Ovarian cancer is the leading cause of death from gynecologic cancers in the United States, and the fifth leading cause of cancer death among American women. Advances in the fight against this terrible disease only occur through medical research focused on finding better methods of diagnosis, more effective treatments, and eventually a cure.
The South Carolina Ovarian Cancer Foundation is dedicated to the promotion of medical research based in our state that generate clinical research programs open and readily available to women of our state.

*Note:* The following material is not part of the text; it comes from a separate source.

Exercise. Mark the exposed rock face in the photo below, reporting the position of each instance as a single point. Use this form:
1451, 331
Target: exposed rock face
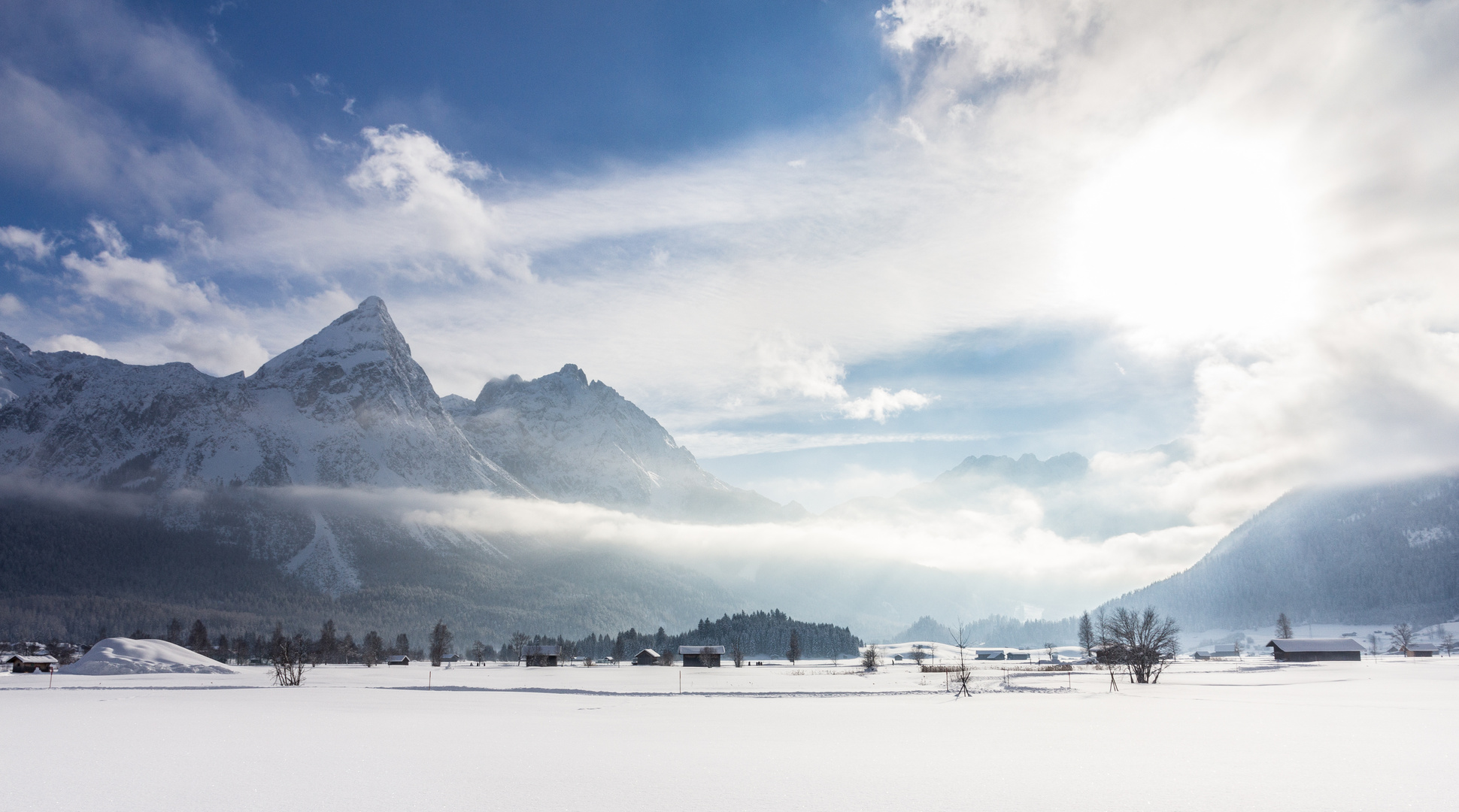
577, 441
347, 407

In late 2016, in partnership with David and Mary Swain and the Ob Hospitalist Group of Mauldin, SC, we were able to fully fund a new ovarian cancer and endometriosis research project with principal investigator Larry Puls, MD of the Greenville Health System working with Bruce A Lessey MD, PhD of Greenville Health System and Jae-Wook Jeong, PhD of Michigan State University. Endometriosis is an inflammatory condition in which the lining of the uterus grows outside of the uterus. While associated with pain and infertility, it has also been associated with both endometroid and clear cell subtypes of ovarian epithelial cancers. There is currently no understanding of why a certain percentage of endometriosis patients develop ovarian cancer, nor are there validated biomarkers for prediction of this risk. Clearly, a test for risk prediction of ovarian cancer related to endometrial biomarkers would be helpful in women newly diagnosed with endometriosis. The biomarkers SIRT1 and the oncogene KRAS have been proposed as strong candidates in the pathophysiology of endometriosis and have shown potential in mice studies. This project will study the presence of SIRT1 and KRAS with the goal of identifying early biomarkers of risk for subsequent development of ovarian neoplasia in women with endometriosis. Researchers will use established tissue banks to determine expression of SIRT1 and KRAS and compare women with ovarian cancer and endometriosis to those without endometriosis.
Update provided by Dr. Lessey (December 2017)
In our pathway to study these important relationships between endometriosis and ovarian cancers we have made several very interesting and novel discoveries. None of this information was known prior to these studies.
1) KRAS is elevated in women with endometriosis without mutation.
2) SIRT1 is specifically elevated in endometriosis but also in ovarian cancer associated with endometriosis; SIRT1 is not elevated in endometrial cancer or ovarian cancers without endometriomas
3) ARID1A (a known suppressor of NFKB/inflammation) is frequently mutated in cancers. ARID1A is specifically elevated in endometriosis but also in ovarian cancer associated with endometriosis; ARID1A is not elevated in endometrial cancer or ovarian cancers without endometriomas.
4) KRAS is not different between ovarian cancers from women with or without endometriosis.
The findings are the significant, showing for the first time differences found between ovarian cancers that arise from endometriosis and suggest an inflammatory basis for disease. The characteristics of ovarian cancers associated with endometriosis suggest that treatment options including SIRT1 inhibitors, may be particularly helpful in this type of ovarian cancer. Further, ways to prevent ovarian cancer based on this hypothesis can now be tested. Further studies are planned to examine cytokine differences in women with ovarian cancers. Cytokine profiles may be useful for early detection of endometriosis related cancers of the ovary or identify women at risk.
SCOCF is a Community Partner of the Ovarian Cancer Research Fund Alliance (OCRFA), which is the largest global organization dedicated to advancing ovarian cancer research while supporting women and their families. As the voice for ovarian cancer, OCRFA advances private research and advocates for increased federal research and awareness dollars.
Ovarian Cancer Research Fund Alliance is the oldest and largest charity in the US funding ovarian cancer research. Since 1998, OCRFA has awarded top scientists at 70 leading medical centers 255 grants for ovarian cancer research and related programs: an investment of nearly $70 million.
Every day OCRFA-funded scientists are working to save women’s lives. In the best research institutions across the country, they work to better understand the origins and biology of the disease, find new ways to identify and prevent it, and discover more effective treatments. They are the best and brightest working in the field today.